A large grassy field was through a clearing in front of me. I was finally able to gaze upon the overcast sky. It was peaceful. It was calming to me knowing that the open space could mean my ticket out of there. The field was about hundred and fifty yards all around, and about knee high with dark green grass. In the horizon I heard the sound of a helicopter and my thoughts of being home with my family intensified even more. The red smoke from my smoke grenade filled the sky once again, and in no time the army green Huey Hawk was making its way over the tree line across the other side of the field. The sound of the metal blades chopping through the air was soothing to my ringing ears. Six other solders climbed out of the Huey and one of them began to yell toward me. “Run! Hurry! There is Charlie all over this…” That’s all I could make out. His voice was cut out mid-sentence by a round penetrating his neck, followed by more rounds being fired from the trees and a cloud of red blood mist where he once stood. The other five solders and I returned fire randomly into the trees. Our enemy was invisible in the thick surrounding jungle so our spray and pray method was useless on our sprint toward the Huey. I climbed safely aboard, and we took off.

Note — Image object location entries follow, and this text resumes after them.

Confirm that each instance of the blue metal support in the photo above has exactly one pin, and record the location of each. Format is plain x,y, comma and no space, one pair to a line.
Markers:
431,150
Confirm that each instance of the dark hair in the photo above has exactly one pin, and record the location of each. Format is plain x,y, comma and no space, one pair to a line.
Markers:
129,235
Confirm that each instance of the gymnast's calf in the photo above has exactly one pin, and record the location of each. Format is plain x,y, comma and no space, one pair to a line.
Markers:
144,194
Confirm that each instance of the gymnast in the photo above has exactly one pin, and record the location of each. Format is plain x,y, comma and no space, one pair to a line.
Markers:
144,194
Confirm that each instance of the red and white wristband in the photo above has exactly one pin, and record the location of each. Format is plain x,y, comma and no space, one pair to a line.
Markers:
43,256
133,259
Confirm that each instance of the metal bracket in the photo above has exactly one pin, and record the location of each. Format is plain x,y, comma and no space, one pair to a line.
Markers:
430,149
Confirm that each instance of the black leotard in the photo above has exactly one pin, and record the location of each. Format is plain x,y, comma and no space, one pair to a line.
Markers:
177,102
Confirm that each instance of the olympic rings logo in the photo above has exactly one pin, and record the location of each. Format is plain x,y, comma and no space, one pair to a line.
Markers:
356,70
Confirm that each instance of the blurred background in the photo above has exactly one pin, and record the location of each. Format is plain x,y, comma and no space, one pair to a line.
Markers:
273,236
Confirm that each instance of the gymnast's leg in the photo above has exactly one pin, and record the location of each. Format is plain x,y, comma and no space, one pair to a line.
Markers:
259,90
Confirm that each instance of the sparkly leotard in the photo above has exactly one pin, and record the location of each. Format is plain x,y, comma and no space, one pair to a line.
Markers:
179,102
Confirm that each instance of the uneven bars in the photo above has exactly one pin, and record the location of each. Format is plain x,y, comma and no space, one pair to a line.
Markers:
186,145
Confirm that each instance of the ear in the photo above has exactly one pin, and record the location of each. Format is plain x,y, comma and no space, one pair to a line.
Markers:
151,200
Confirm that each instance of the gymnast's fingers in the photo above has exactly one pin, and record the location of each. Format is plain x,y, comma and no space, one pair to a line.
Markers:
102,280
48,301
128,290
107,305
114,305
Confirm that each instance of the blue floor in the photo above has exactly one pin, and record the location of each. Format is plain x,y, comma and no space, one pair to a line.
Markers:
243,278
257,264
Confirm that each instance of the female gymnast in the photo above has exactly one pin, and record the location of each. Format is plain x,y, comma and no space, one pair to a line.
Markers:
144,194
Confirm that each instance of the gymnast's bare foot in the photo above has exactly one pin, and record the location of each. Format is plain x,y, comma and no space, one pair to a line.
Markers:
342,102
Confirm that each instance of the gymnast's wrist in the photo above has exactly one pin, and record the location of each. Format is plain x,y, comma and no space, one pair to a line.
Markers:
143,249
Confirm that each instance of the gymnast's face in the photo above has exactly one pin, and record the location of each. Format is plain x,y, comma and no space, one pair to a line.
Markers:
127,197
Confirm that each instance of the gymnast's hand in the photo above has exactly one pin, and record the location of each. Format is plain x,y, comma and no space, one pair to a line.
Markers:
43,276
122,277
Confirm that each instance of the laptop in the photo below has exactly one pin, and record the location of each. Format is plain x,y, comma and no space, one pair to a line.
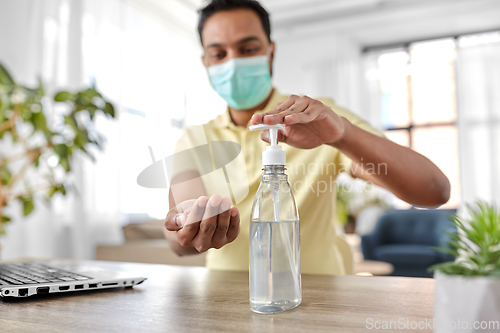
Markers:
28,278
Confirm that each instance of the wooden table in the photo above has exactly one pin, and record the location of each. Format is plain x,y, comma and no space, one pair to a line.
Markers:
194,299
373,267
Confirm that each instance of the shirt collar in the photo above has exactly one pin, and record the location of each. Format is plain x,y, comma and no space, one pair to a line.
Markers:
224,120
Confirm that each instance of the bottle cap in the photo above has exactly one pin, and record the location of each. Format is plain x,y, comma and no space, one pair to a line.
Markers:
274,154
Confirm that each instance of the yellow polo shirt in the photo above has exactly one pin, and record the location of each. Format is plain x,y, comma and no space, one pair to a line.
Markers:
311,173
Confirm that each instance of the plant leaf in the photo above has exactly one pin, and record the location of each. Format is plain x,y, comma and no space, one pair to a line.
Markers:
28,205
5,77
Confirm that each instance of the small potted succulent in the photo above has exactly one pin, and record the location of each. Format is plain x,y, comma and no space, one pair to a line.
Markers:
467,294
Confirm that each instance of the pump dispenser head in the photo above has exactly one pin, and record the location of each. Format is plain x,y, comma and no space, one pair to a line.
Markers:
274,154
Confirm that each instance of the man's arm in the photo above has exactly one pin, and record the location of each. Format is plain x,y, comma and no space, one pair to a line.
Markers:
309,124
409,175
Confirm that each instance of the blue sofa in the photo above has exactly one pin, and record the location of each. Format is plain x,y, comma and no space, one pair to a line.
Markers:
403,238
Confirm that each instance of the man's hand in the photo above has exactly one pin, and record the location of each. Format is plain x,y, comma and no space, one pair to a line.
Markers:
308,123
204,223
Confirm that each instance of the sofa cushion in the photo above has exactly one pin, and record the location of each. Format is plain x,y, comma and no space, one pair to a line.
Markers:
405,254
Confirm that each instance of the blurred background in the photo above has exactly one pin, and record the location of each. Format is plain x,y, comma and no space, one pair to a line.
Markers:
426,72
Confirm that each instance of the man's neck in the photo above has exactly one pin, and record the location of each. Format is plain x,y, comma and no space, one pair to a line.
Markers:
242,117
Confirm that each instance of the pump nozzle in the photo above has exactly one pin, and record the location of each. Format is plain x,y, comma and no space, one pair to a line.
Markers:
274,154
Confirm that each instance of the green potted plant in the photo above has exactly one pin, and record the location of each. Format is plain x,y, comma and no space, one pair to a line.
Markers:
41,149
467,294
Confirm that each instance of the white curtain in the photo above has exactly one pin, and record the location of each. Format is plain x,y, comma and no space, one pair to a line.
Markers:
148,70
478,119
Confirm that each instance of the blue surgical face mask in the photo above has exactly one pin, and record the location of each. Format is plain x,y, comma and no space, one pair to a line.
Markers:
243,83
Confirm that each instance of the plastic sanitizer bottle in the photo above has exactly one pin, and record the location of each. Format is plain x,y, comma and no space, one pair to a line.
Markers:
275,284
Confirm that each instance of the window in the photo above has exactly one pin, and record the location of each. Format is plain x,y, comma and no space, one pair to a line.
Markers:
417,85
418,110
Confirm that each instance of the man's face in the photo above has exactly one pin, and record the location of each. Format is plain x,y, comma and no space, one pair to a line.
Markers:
232,34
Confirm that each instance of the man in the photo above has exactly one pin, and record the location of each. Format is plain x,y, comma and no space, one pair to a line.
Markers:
238,55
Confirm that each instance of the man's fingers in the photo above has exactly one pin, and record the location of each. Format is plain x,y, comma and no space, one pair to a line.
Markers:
191,226
174,221
197,211
298,106
286,104
234,225
203,239
306,116
219,237
280,107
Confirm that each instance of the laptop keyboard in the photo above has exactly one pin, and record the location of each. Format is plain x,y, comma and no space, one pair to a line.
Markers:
34,272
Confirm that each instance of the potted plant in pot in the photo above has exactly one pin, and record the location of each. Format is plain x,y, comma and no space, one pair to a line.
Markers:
36,155
467,296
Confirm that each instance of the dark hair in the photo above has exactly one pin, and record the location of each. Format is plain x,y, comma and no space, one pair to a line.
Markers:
221,5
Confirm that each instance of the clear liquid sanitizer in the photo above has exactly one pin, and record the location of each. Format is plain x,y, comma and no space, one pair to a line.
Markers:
275,284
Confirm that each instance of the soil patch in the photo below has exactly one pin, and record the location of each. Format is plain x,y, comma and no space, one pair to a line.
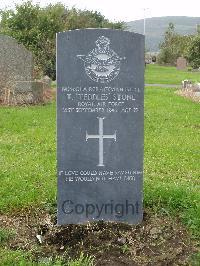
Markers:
158,240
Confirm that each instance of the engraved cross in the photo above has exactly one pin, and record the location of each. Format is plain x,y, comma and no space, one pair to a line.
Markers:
101,137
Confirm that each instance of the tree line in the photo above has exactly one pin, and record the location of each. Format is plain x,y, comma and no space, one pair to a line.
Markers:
176,45
36,27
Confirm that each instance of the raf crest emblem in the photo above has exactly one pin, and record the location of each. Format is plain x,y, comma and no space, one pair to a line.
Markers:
102,64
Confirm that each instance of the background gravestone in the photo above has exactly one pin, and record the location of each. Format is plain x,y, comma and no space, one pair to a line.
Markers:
100,81
16,71
181,63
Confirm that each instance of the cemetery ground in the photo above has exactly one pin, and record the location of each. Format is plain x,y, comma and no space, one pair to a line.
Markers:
170,232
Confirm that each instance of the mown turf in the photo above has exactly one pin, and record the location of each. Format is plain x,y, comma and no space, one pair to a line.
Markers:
172,156
168,75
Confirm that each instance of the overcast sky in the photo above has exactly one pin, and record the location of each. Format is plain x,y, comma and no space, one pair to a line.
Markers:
126,10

I watched the grass get blown around by the force of the helicopter. I also remember seeing the VC running out from the trees, opening fire on us. The smaller machine gun fire didn’t affect us as much as a rocket would. The other men I was with were firing back at them. The VC scattered like ants on the grass below, falling lifeless one by one.

It was as if my heart stopped. A rocket was fired from the blackness of the jungle. God I hated this place. The slow motion gray smoke trail from the rocket was heading for a direct hit on the tail of the Huey. Before I knew it, smoke filled the cabin and the Huey was spiraling out of control. The inertia forced me out the door and into fresh open air. I was free falling from about one thousand feet. The Sun peaked its way through the overcast sky, lighting up the approaching ground below me. Time froze.

Slamming the plastic controller down onto the floor, my Mom called Alex and me from upstairs. “Boys?! Dinner is ready! Come and get it!” We both immediately ran upstairs to enjoy our delicious mouth-watering macaroni and cheese.